6 Reasons You May Struggle with Losing Weight…

in Nutrition

 

WomanScaleI have tried every diet out there…and nothing has worked.”  A common statement I hear in my practice from clients who are frustrated and desperate to find answers.  Food has become “foe” vs. “friend” …reduced to a mere struggle against calories.

“Eat less, move more, eliminate certain food groups, and use willpower to control your weight/health” is advice that is ineffective and outdated.  Not only are our bodies more complex than this… but our environment has changed, forcing us to look at weight loss through a “new lens”!

Achieving optimal health and weight loss is truly a complex interplay between our “one of a kind” genes, dietary intake, biochemistry, metabolism, hormones, emotions, exercise, stress, sleep, exposure to toxins, inflammation and belief systems! 

This is why I believe in (and practice) a holistic and functional approach.  AND why my Signature program, the 5-Step ECF System ( 6-month intensive) addresses all these areas to help clients transform their health… and discover “Solutions to their Struggle”!

There was a recent study out of New York University in Toronto, which further confirms that the battle of weight goes beyond just diet and physical activity related to our BMI’s.  What they found was that lifestyle and environmental factors are likely keys in why “maintaining a healthy body weight is now more challenging than ever.”

The study concluded that “factors other than diet and physical activity may be contributing to the increase in BMI over time.”  (Not surprising!  It is just not that simple.)  Although the study did not investigate the possible factors, it did suggest some culprits.

Here are some they mentioned, as well as ones I know to be true in my work with clients:

1. Exposure to environmental toxins

We come into contact with hundreds of chemicals on a daily basis, from common items like pesticides, furniture, food and food packaging, plastics, building supplies, and household cleaners.
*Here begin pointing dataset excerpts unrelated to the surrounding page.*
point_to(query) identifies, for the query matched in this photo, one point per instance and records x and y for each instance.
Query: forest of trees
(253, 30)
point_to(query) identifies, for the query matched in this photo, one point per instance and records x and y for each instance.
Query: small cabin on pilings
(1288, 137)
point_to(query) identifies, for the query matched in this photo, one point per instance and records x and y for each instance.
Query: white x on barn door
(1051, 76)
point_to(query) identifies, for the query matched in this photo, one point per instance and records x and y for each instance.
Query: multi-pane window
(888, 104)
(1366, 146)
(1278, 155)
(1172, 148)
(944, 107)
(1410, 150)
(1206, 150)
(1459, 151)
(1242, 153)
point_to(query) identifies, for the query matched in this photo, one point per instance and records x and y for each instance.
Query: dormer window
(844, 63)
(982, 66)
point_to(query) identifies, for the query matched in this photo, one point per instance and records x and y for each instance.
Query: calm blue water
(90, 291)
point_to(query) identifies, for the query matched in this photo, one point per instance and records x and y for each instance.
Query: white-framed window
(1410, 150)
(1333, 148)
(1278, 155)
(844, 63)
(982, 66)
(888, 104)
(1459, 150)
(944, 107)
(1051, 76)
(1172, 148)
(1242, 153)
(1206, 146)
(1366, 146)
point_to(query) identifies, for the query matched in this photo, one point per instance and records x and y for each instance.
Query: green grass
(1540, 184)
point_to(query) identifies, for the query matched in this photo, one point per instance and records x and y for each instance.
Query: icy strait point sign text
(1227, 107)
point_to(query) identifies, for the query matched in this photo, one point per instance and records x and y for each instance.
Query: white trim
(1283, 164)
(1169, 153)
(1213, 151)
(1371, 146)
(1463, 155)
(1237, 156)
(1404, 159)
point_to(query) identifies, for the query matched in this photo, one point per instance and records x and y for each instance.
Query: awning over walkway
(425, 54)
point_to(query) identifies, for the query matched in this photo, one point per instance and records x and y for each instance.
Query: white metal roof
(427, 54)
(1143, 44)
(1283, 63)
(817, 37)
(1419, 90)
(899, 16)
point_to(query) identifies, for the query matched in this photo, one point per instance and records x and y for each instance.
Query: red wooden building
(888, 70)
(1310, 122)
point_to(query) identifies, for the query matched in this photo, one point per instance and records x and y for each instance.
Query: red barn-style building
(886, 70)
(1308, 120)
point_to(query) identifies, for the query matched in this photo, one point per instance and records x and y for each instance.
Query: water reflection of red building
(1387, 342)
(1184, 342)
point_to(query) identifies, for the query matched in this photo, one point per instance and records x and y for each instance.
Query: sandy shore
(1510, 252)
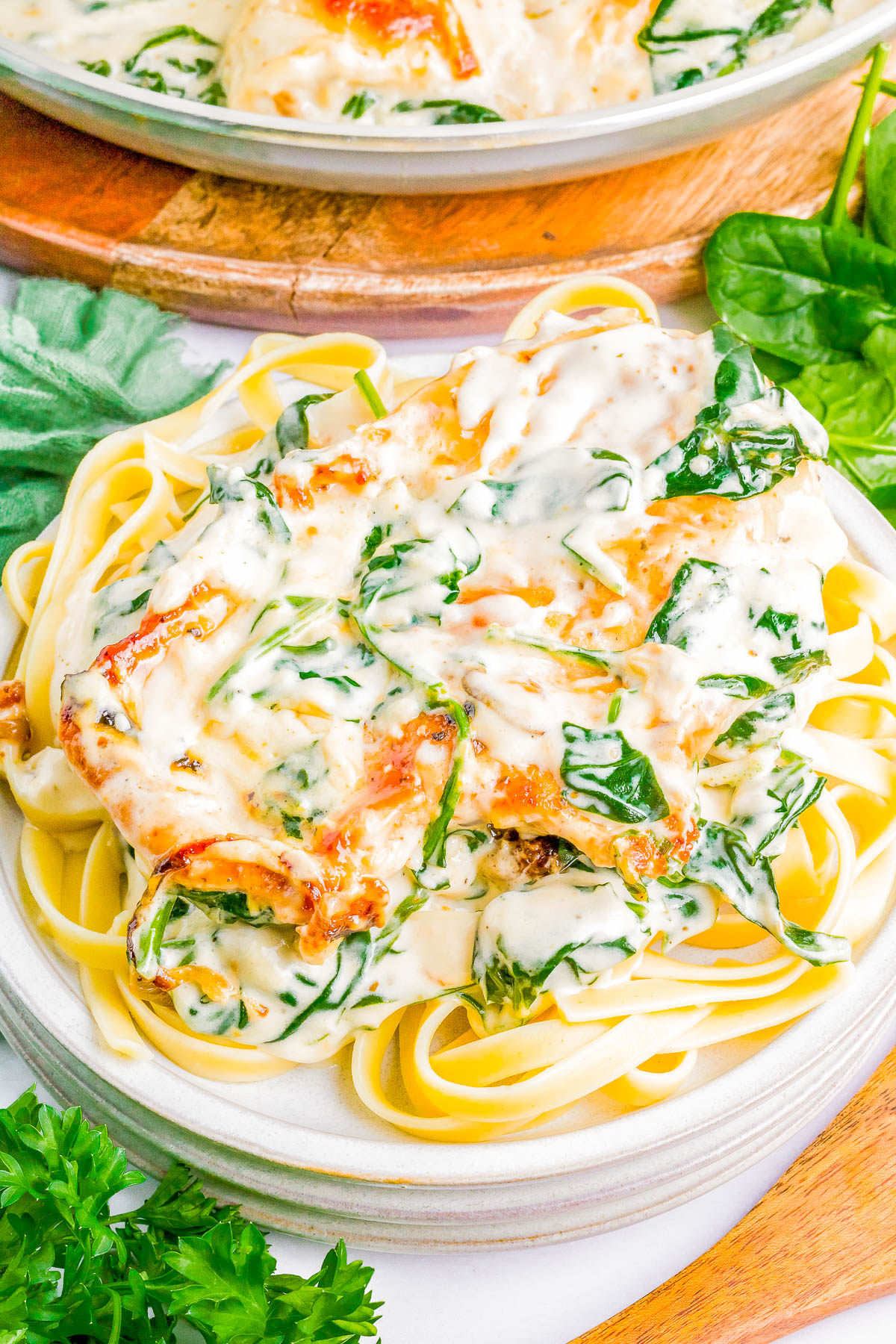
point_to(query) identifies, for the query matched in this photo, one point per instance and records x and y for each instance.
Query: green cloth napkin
(75, 366)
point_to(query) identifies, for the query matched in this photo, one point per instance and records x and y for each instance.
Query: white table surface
(550, 1295)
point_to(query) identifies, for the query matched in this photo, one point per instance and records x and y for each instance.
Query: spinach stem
(370, 394)
(835, 210)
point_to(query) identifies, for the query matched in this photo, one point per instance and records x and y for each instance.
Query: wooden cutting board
(293, 260)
Among those that have been associated with obesity are the endocrine-disrupting chemicals, which include bisphenol A (BPA) and phthalates, found especially in plastics and personal care products.  Think back to your childhood days if you are over the age of 40…how much exposure did YOU have to processed and packaged food, plastics, harsh cleaners and more….
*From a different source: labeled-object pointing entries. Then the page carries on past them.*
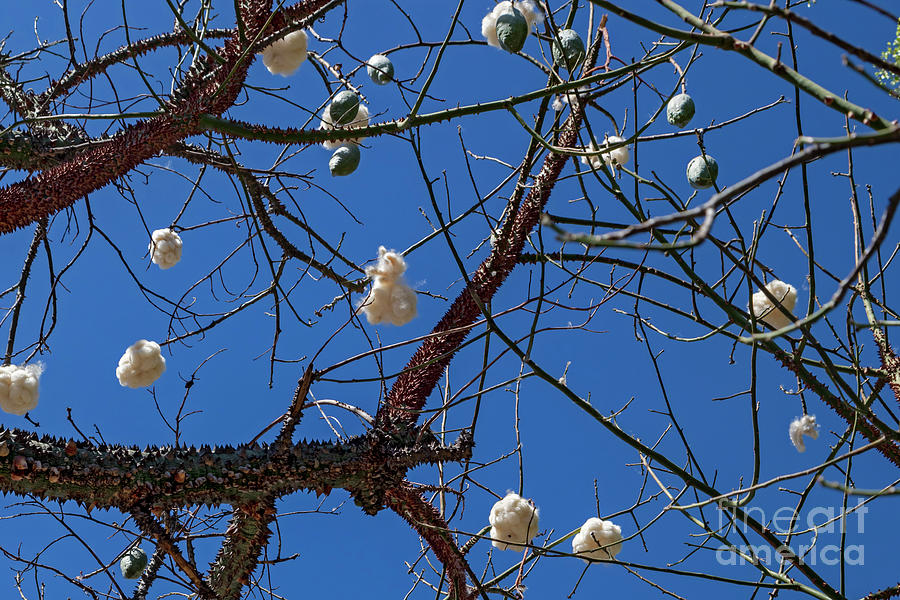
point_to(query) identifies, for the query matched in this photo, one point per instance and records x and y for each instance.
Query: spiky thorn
(248, 531)
(422, 373)
(428, 522)
(424, 369)
(209, 89)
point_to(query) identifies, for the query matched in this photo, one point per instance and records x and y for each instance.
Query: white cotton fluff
(805, 425)
(141, 365)
(767, 312)
(360, 120)
(19, 387)
(165, 248)
(390, 300)
(532, 15)
(286, 55)
(560, 101)
(514, 521)
(613, 158)
(598, 539)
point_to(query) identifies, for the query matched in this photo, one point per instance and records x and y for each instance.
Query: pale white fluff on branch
(165, 248)
(360, 120)
(598, 539)
(569, 97)
(514, 521)
(805, 425)
(613, 158)
(19, 387)
(532, 15)
(390, 299)
(767, 312)
(141, 365)
(285, 56)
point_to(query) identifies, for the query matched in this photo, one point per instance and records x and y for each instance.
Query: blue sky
(101, 310)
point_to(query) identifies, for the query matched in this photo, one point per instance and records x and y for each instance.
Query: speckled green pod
(343, 108)
(344, 160)
(680, 110)
(702, 171)
(512, 30)
(380, 69)
(568, 49)
(133, 563)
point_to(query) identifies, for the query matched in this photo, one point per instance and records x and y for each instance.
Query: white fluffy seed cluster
(569, 97)
(598, 540)
(805, 425)
(390, 300)
(767, 312)
(532, 15)
(165, 248)
(514, 521)
(285, 56)
(19, 387)
(141, 365)
(613, 158)
(360, 120)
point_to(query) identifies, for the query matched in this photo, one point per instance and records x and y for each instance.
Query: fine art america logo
(812, 526)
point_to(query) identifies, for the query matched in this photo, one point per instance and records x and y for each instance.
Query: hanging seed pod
(133, 563)
(680, 110)
(512, 30)
(344, 160)
(702, 171)
(568, 49)
(344, 107)
(380, 69)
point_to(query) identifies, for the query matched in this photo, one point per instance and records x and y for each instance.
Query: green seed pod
(512, 30)
(702, 171)
(381, 69)
(344, 160)
(568, 49)
(344, 107)
(133, 563)
(680, 110)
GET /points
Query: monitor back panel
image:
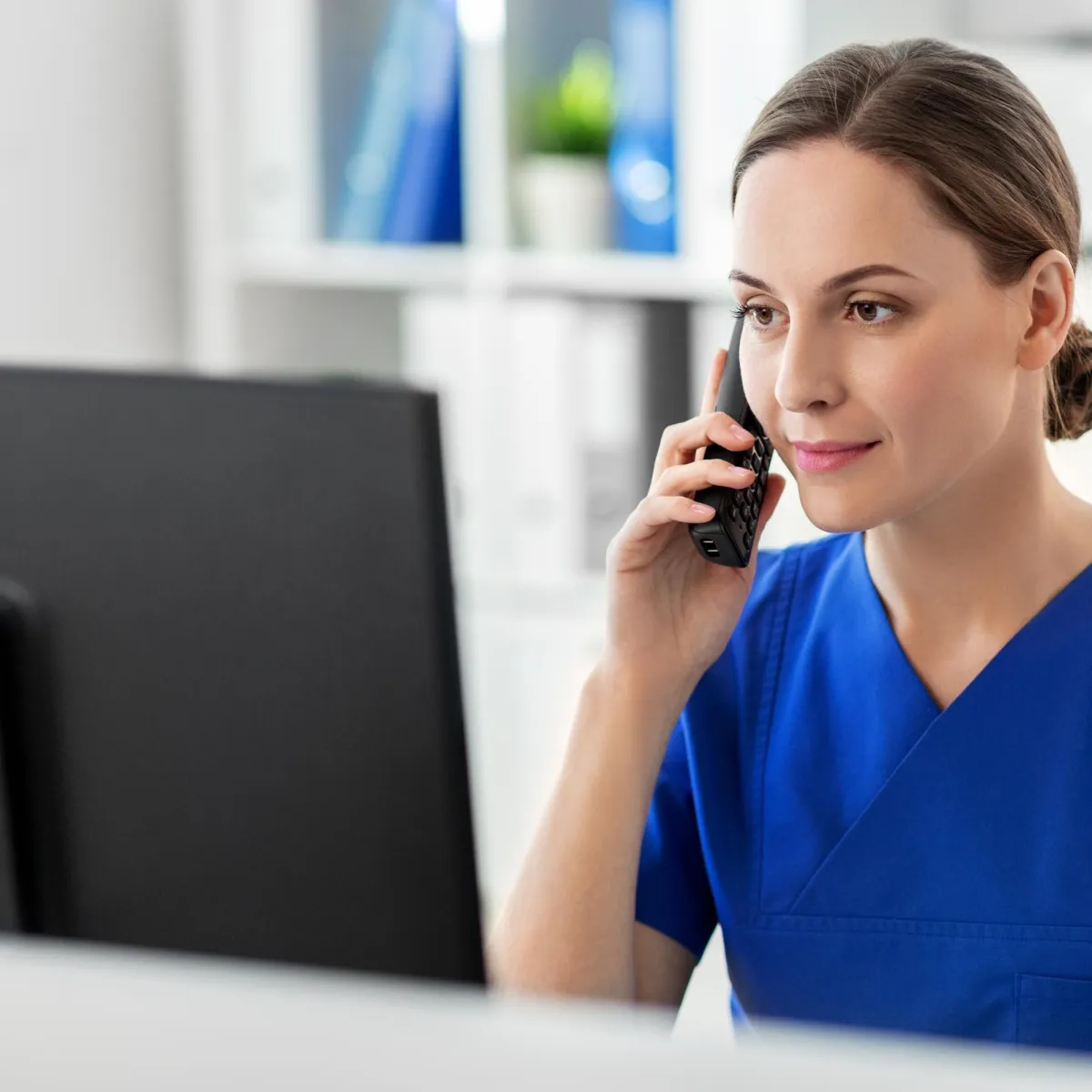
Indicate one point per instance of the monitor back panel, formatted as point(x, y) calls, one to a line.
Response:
point(251, 740)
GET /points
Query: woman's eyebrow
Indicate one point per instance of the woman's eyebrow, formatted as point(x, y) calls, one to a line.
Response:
point(834, 284)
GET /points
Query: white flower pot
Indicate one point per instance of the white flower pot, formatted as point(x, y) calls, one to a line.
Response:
point(565, 202)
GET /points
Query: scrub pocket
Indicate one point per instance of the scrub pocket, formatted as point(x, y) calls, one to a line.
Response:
point(1054, 1013)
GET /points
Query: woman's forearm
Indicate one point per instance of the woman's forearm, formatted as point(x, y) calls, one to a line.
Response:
point(568, 925)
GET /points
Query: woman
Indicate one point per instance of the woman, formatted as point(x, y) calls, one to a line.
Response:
point(868, 758)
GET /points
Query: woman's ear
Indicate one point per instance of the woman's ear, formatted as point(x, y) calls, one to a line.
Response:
point(1048, 294)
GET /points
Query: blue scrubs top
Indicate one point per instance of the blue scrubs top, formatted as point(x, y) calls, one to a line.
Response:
point(873, 860)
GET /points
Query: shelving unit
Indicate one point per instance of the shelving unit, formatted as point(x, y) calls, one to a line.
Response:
point(303, 304)
point(609, 274)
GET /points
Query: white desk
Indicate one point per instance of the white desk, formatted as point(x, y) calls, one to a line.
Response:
point(76, 1016)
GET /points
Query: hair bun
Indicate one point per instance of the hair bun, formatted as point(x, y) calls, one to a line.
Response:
point(1069, 407)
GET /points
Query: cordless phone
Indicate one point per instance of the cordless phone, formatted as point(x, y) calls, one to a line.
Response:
point(729, 536)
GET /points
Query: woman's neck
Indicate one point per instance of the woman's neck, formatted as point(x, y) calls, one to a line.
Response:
point(984, 558)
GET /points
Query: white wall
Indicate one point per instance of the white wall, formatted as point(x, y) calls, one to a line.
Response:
point(88, 181)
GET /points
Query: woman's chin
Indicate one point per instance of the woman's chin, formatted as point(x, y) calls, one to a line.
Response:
point(840, 513)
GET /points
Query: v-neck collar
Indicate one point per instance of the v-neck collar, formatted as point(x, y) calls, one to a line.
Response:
point(1036, 623)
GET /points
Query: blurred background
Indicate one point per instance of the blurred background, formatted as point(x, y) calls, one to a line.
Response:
point(523, 206)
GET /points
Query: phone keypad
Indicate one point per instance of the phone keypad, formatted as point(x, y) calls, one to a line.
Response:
point(746, 503)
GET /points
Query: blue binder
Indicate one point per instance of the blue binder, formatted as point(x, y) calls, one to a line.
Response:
point(642, 150)
point(387, 99)
point(425, 199)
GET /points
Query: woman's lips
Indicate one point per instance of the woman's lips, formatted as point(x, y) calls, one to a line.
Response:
point(830, 460)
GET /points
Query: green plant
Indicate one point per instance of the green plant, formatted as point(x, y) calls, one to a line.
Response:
point(573, 115)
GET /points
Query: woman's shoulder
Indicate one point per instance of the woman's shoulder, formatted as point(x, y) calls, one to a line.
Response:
point(801, 571)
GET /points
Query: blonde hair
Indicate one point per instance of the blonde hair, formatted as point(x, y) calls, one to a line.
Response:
point(983, 150)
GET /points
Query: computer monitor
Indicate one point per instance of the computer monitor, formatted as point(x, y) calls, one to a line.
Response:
point(232, 716)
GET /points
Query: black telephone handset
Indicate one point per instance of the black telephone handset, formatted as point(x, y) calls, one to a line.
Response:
point(729, 536)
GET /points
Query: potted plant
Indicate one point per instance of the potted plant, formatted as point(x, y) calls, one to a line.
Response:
point(562, 188)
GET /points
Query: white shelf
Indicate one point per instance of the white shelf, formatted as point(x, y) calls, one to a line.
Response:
point(399, 268)
point(581, 594)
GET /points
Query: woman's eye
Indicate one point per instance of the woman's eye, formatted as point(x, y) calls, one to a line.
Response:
point(762, 316)
point(868, 311)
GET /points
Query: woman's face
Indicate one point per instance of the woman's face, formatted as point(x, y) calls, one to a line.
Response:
point(921, 363)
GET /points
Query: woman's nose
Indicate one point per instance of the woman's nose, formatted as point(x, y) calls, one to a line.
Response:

While these chemicals are rampant in our modern world, there are some things you can do to avoid exposure such as select glass and stainless-steel containers instead of plastic, choose organic produce, buy products in BPA-free tins and cans, make your own household cleaners, and opt for natural beauty products.
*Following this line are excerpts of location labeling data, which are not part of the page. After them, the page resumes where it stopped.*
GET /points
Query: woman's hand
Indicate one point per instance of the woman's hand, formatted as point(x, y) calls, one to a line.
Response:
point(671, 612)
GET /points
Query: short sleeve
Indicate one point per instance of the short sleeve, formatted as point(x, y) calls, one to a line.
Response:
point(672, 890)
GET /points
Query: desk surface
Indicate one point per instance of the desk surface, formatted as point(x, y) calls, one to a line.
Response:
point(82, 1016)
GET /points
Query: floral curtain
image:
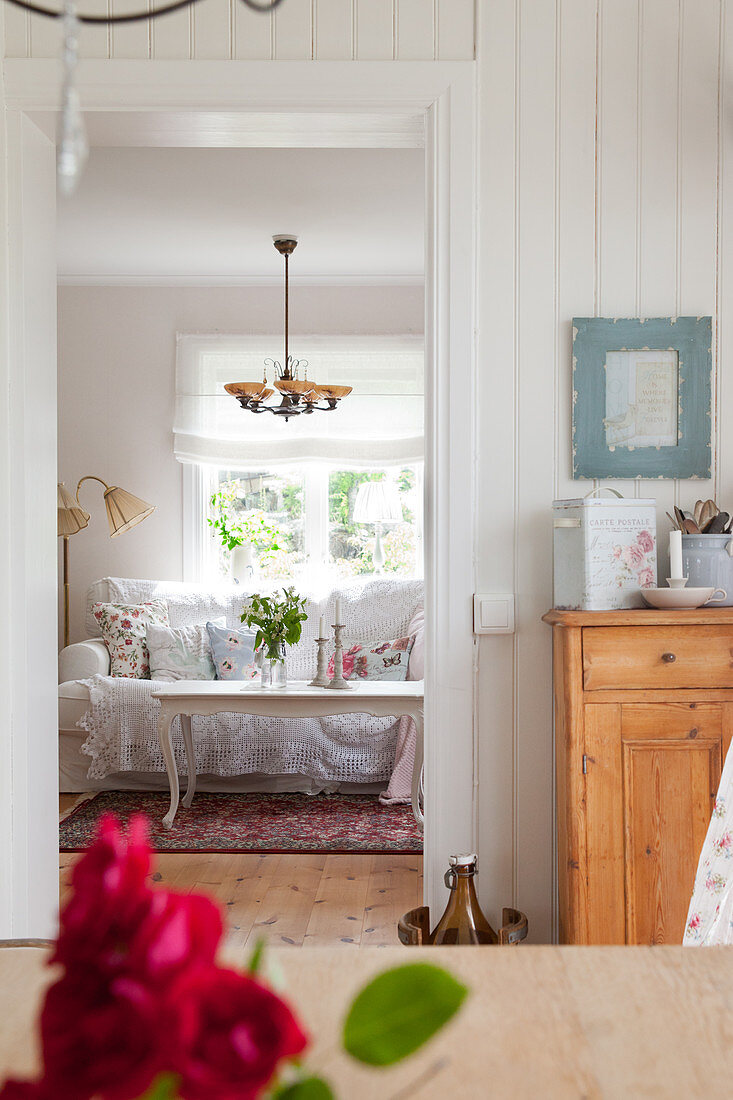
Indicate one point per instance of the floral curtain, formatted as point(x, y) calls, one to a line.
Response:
point(710, 917)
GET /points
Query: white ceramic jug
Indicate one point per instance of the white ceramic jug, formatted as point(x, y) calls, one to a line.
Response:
point(242, 563)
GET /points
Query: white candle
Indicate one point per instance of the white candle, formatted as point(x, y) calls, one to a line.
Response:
point(676, 556)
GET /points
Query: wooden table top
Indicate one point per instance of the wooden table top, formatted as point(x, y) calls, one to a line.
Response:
point(540, 1022)
point(294, 689)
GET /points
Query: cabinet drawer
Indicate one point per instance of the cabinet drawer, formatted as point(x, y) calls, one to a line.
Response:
point(657, 657)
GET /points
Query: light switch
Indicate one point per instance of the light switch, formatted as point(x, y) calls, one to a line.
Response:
point(493, 614)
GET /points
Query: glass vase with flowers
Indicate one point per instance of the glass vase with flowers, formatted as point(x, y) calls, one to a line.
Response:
point(279, 623)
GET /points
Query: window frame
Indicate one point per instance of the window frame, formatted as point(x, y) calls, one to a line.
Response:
point(199, 551)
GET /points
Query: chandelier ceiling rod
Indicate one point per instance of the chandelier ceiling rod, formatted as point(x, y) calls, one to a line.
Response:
point(297, 394)
point(135, 17)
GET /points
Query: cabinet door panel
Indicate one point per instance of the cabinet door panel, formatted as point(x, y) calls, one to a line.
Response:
point(604, 814)
point(669, 787)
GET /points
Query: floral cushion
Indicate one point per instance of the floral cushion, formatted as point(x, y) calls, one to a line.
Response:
point(182, 652)
point(124, 630)
point(370, 660)
point(232, 652)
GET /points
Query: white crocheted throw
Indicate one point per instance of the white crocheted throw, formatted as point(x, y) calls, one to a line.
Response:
point(122, 718)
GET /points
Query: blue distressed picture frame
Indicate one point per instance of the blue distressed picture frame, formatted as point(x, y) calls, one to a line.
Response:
point(592, 339)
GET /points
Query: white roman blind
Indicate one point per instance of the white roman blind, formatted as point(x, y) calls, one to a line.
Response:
point(381, 422)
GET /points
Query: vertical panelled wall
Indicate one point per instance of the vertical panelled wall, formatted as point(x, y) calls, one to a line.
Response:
point(606, 168)
point(298, 30)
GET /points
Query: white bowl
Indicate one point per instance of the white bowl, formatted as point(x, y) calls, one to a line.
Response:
point(680, 598)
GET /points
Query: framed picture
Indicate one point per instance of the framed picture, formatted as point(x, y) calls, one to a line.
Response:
point(641, 397)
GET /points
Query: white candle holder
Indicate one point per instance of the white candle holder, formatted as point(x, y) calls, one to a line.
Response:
point(320, 680)
point(338, 683)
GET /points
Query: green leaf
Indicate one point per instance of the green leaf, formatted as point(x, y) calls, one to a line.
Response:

2. Changes in your microbiome

The microbiome — the population of bacteria and other microorganisms living in and on our bodies — may have a role in the obesity rise. While research is ongoing, these changes may be related to the growing use of artificial sweeteners and processed  and genetically modified foods, which may have a negative impact on bacteria in the gut. As well as increase use of antibiotics and other prescription medications.

In fact, experts have established a close relationship between the gut microbiome, obesity, and insulin resistance, with the hope that further understanding will help in the fight against this epidemic. It’s one more reason to make sure you not only take a high-quality probiotic supplement but also eat your pre-biotic foods! 

3. The use of prescription medications (especially anti-depressants)

The use of antidepressants has skyrocketed by nearly 400% since 1988, and now 11% of people aged 12 years and older are taking at least one of these drugs. Weight gain is one of the side effects of these drugs, especially selective serotonin reuptake inhibitors (SSRI’s) such as Celexa, Lexapro, Paxil, Prozac, and Zoloft.

Other drugs that may contribute to weight gain include beta-blockers, corticosteroids, diabetes medications, and mood stabilizers. These medications may also lead to micronutrient deficiencies that impact your metabolism, leaving it compromised to function at its best.

Talk to your health care provider about alternatives to prescription antidepressants you may be taking.  Or learn what nutrient deficiencies may be impacting your health and how to effectively find foods or high quality supplements to maintain optimal health and metabolic function. 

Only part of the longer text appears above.